Aber das sollten eher die Juristen prüften, die auf meinem Blog sind.

Vielleicht kann sich ja mal jemand dazu äußern!

Ihnen einen schönen Sommer

Herzlichst Frank Welskop

 

„Parlamentarischer Beratungsdienst

 

Themenkomplex Nachtflugverbot/BBI Teil II: Zulässigkeit einer lenkenden Sonderabgabe für Nachtflüge

 

Bearbeiterin:     Dr. Julia Platter Datum:     6. April 2011

Die Gutachten des Parlamentarischen Beratungsdienstes des Landtages Brandenburg sind urheberrechtlich geschützt.

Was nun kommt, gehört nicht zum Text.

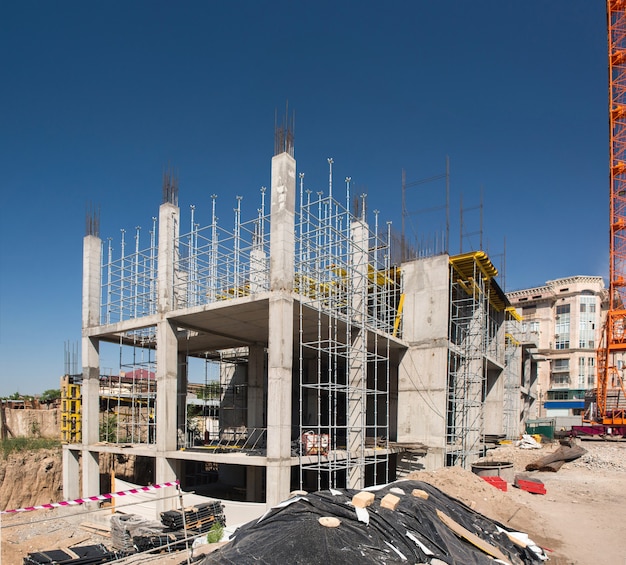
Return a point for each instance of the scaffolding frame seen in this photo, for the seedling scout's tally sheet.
(512, 384)
(216, 264)
(345, 282)
(468, 336)
(128, 399)
(129, 282)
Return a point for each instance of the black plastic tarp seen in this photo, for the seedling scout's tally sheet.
(412, 533)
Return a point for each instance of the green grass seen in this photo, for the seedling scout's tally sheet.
(19, 444)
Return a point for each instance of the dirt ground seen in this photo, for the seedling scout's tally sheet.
(580, 521)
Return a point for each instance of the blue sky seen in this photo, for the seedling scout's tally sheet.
(99, 97)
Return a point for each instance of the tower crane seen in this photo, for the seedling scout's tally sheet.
(610, 393)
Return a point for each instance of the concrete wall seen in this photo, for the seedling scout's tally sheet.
(31, 423)
(422, 375)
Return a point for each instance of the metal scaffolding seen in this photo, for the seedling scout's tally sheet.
(512, 385)
(219, 264)
(468, 332)
(347, 286)
(127, 400)
(129, 279)
(349, 301)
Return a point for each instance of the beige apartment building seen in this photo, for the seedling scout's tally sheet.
(564, 319)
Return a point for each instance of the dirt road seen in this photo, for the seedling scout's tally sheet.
(580, 520)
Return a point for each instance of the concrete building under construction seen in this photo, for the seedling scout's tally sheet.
(327, 363)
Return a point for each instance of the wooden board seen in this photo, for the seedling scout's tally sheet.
(472, 538)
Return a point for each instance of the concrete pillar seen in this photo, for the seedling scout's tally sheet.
(256, 377)
(91, 473)
(90, 390)
(357, 371)
(71, 472)
(181, 392)
(167, 470)
(254, 484)
(280, 342)
(169, 227)
(167, 358)
(167, 385)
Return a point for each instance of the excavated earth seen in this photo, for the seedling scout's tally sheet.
(579, 520)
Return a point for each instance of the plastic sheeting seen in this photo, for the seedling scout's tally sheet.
(412, 533)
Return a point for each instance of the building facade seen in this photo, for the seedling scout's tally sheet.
(564, 318)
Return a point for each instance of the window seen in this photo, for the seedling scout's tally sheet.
(560, 365)
(560, 378)
(591, 372)
(561, 332)
(587, 322)
(560, 371)
(581, 372)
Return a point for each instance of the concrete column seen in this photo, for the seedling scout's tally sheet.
(91, 473)
(167, 359)
(181, 391)
(90, 390)
(71, 472)
(357, 372)
(169, 227)
(167, 470)
(256, 370)
(167, 385)
(280, 343)
(254, 484)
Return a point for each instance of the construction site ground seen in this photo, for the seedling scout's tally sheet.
(579, 520)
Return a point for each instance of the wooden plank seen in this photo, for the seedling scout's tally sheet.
(472, 538)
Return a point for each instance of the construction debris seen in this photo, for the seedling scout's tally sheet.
(555, 460)
(529, 484)
(131, 534)
(432, 529)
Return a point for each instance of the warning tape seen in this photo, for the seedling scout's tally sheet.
(77, 501)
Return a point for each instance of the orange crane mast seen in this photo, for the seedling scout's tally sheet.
(613, 346)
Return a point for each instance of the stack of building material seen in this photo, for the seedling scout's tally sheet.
(125, 527)
(165, 542)
(197, 519)
(79, 555)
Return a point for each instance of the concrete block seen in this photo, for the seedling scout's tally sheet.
(363, 499)
(419, 493)
(390, 501)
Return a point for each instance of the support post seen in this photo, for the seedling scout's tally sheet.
(280, 343)
(90, 390)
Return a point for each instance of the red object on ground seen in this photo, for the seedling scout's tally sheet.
(497, 482)
(532, 486)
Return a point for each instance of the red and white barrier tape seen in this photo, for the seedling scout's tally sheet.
(92, 498)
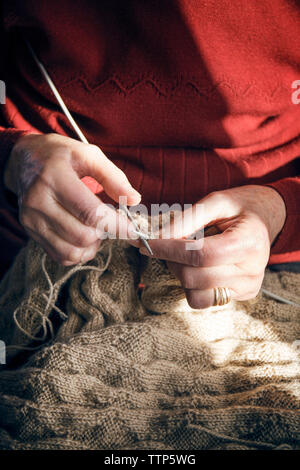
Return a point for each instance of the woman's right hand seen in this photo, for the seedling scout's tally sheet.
(55, 207)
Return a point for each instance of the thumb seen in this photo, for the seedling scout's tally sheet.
(104, 171)
(213, 208)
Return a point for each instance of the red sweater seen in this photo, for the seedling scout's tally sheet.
(186, 96)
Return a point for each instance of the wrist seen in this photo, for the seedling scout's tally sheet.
(276, 212)
(11, 170)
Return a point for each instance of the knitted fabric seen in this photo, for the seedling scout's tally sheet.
(132, 369)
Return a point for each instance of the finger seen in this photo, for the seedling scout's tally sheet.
(75, 198)
(206, 278)
(214, 207)
(94, 163)
(221, 249)
(200, 299)
(61, 251)
(218, 276)
(66, 226)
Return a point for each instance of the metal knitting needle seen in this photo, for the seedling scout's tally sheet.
(79, 133)
(141, 235)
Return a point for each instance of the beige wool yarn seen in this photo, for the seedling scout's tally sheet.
(98, 363)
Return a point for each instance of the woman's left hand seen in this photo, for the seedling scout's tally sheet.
(249, 218)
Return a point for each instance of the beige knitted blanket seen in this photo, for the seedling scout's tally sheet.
(131, 369)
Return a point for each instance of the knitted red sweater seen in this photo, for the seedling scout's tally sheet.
(187, 97)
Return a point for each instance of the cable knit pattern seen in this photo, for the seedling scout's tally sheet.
(142, 370)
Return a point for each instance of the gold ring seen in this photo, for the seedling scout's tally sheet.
(221, 296)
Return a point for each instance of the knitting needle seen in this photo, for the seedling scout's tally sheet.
(79, 133)
(137, 229)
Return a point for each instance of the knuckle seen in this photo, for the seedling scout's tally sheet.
(195, 257)
(85, 238)
(193, 300)
(187, 278)
(87, 215)
(72, 254)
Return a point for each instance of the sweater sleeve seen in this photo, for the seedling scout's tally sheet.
(287, 244)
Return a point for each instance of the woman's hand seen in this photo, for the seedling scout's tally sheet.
(56, 208)
(249, 219)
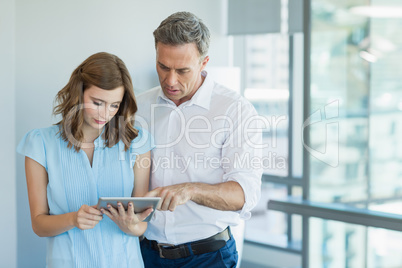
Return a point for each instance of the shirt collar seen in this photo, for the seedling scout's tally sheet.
(201, 98)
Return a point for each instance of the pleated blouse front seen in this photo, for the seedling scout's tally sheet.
(73, 182)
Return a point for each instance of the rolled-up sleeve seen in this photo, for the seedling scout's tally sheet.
(242, 154)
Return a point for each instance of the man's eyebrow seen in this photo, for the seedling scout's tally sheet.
(181, 69)
(162, 65)
(103, 100)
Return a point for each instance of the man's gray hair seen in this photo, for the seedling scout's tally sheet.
(183, 28)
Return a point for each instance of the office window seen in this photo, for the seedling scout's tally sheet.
(355, 145)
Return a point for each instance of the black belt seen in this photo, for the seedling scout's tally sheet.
(209, 244)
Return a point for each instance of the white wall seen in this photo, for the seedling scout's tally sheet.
(52, 38)
(8, 219)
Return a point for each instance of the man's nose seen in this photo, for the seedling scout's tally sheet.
(171, 78)
(104, 112)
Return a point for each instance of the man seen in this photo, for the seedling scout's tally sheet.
(205, 166)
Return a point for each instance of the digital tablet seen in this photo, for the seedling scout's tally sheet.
(140, 203)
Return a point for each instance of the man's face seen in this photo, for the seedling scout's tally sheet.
(179, 70)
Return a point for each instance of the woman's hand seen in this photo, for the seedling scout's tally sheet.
(127, 220)
(87, 217)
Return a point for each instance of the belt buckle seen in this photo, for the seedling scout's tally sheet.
(160, 247)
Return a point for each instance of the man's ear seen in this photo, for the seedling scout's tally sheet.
(204, 62)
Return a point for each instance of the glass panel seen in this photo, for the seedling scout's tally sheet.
(336, 244)
(385, 49)
(266, 226)
(339, 106)
(265, 68)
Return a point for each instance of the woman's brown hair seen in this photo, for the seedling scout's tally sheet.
(108, 72)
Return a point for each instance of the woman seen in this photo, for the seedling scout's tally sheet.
(94, 151)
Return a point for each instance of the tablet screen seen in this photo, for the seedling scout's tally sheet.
(140, 203)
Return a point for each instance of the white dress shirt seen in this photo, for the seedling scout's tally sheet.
(212, 138)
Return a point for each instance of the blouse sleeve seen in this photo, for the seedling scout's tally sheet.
(143, 143)
(32, 146)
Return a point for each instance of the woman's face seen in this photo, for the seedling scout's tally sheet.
(101, 105)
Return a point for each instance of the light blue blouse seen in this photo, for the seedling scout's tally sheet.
(73, 182)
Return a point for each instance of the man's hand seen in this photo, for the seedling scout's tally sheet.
(173, 195)
(127, 220)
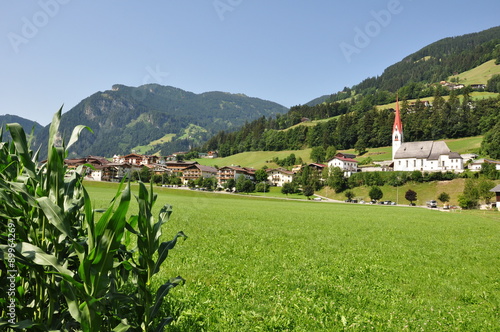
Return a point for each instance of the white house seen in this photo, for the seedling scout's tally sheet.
(477, 164)
(348, 165)
(430, 156)
(279, 176)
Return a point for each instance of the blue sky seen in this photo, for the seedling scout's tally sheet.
(58, 52)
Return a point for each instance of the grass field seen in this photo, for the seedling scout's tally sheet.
(254, 264)
(258, 159)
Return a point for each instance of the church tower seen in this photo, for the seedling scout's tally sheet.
(397, 131)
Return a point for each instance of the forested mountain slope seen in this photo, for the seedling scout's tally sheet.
(127, 117)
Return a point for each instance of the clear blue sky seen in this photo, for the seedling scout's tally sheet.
(58, 52)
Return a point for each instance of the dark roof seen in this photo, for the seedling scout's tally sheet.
(425, 150)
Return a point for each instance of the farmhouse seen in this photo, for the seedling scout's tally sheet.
(279, 176)
(477, 164)
(346, 163)
(136, 159)
(197, 171)
(234, 172)
(430, 156)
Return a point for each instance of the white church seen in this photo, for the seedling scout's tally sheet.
(427, 156)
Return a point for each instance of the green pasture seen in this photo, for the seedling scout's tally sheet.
(476, 95)
(257, 159)
(256, 264)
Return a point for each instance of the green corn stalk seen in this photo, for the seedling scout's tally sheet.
(76, 271)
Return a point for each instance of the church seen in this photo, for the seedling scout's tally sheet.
(427, 156)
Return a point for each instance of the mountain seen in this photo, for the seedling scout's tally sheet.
(433, 63)
(156, 119)
(28, 125)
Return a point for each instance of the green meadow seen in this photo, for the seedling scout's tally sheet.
(258, 264)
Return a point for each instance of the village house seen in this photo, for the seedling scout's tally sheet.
(347, 163)
(177, 167)
(234, 172)
(196, 171)
(136, 159)
(496, 190)
(279, 176)
(431, 156)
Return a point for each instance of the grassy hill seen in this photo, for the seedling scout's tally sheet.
(425, 191)
(254, 264)
(475, 96)
(479, 75)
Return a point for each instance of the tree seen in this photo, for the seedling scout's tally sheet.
(489, 170)
(444, 198)
(262, 187)
(360, 146)
(411, 196)
(308, 191)
(331, 151)
(470, 196)
(483, 187)
(318, 154)
(375, 193)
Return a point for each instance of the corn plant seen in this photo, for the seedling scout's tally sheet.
(65, 266)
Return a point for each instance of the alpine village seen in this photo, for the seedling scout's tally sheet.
(372, 208)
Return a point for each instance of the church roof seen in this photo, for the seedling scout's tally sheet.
(424, 150)
(398, 125)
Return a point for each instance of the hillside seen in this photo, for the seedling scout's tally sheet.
(431, 64)
(258, 159)
(156, 119)
(478, 75)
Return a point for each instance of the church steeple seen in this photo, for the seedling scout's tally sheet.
(397, 130)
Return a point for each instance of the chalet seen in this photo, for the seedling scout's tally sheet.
(234, 172)
(136, 159)
(196, 171)
(279, 176)
(496, 190)
(431, 156)
(424, 103)
(112, 172)
(212, 154)
(452, 86)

Die weitere Verarbeitung, Verbreitung oder Veröffentlichung – auch auszugsweise – ist nur unter Angabe der Quelle zulässig. Jede Form der kommerziellen Nutzung ist untersagt.

 

Gutachtenauftrag Teil II

 

Im Rahmen eines mehrere Fragen zum Themenkomplex Nachtflugverbot/BBI umfassenden Gutachtenauftrags wurde der Parlamentarische Beratungsdienst gebeten zu prüfen, ob das Land Brandenburg dazu befugt ist, eine im Sinne der Anwohner wirkende „Nachtflugabgabe“ einzuführen. Diese würde die im Planergänzungsbeschluss von 2009 „Lärmschutzkonzept BBI“  (1)  bereits angeordneten Betriebsbeschränkungen (2) ergänzen. Die in Betracht gezogene „Nachtflugabgabe“ soll für Starts und Landungen in der Zeit von 22.00 – 06.00 Uhr gelten. Sie soll einen Fonds zugunsten der vom nächtlichen Fluglärm (ab 45 dB [A] Maximalpegel) betroffenen Einwohner speisen, aus dem bauliche Maßnahmen des passiven Lärmschutzes finanziert werden. Zugleich soll die Nachtflugabgabe die Luftfahrtunternehmen dazu bewegen, Starts und Landungen in den so genannten Randzeiten auf dem Flughafen BBI zu vermeiden (Verhaltenslenkung).

 

Fußnoten

1.    Planergänzungsbeschluss „Lärmschutzkonzept BBI“ zum Vorhaben „Ausbau Verkehrsflughafen Berlin- Schönefeld“ vom 20. Oktober 2009, Az. 44-6441/114, Kap. A. I 1. 5.1.1, Auflagen zur Vermeidung und Minderung des Fluglärms, Flugbetriebliche Regelung, einsehbar unter http://www.mil.brandenburg.de/cms/detail.php/bb1.c.177385.de [30. März 2011].

 

2.    Derzeit sind durch den Planergänzungsbeschluss 2009 folgende flugbetrieblichen Regelungen angeordnet: (1) In der Kernzeit von 24.00 – 05.00 Uhr darf grundsätzlich nicht geflogen werden, (2) in den halb–3- en Stunden vor und nach dieser Kernzeit werden Flüge nur bei Verspätungen/Verfrühungen, für Bereitstellungen von Luftfahrzeugen und für instandhaltungsbedingte Überführungsflüge gestattet, (3) die Zeiten von 22.00 – 23.30 Uhr und von 05.30 – 06.00 Uhr werden für Flüge freigegeben, (4) die Zahl der Flüge zwischen 23.00 Uhr und 06.00 Uhr wird durch ein Kontingent begrenzt, das pro Flugplanperiode über eine „Nachtverkehrszahl“ ermittelt wird, (5) generell darf zwischen 22.00 und 06.00 Uhr nur mit lärmarmen Flugzeugen geflogen werden (siehe auch die zusammenfassende Darstellung in der Präsentation des Ministeriums für Infrastruktur und Raumordnung vom 20. Okt. 2009, einsehbar unter der in Fn. 1 genannten Internetadresse).

 

4. Zusammenfassung

 

Eine Nachtflugabgabe, mit der den Luftfahrtunternehmen eine besondere Abgabe für Starts und Landungen in der Zeit zwischen 22.00 und 06.00 Uhr auferlegt würde, muss anhand der strengen Maßgaben geprüft werden, die das Bundesverfassungsgericht für die nicht als Steuer, Gebühr oder Beitrag zu qualifizierenden so genannten Sonderabgaben aufgestellt hat. Diese Maßgaben erfüllt die Nachtflugabgabe in verschiedenen Punkten nicht.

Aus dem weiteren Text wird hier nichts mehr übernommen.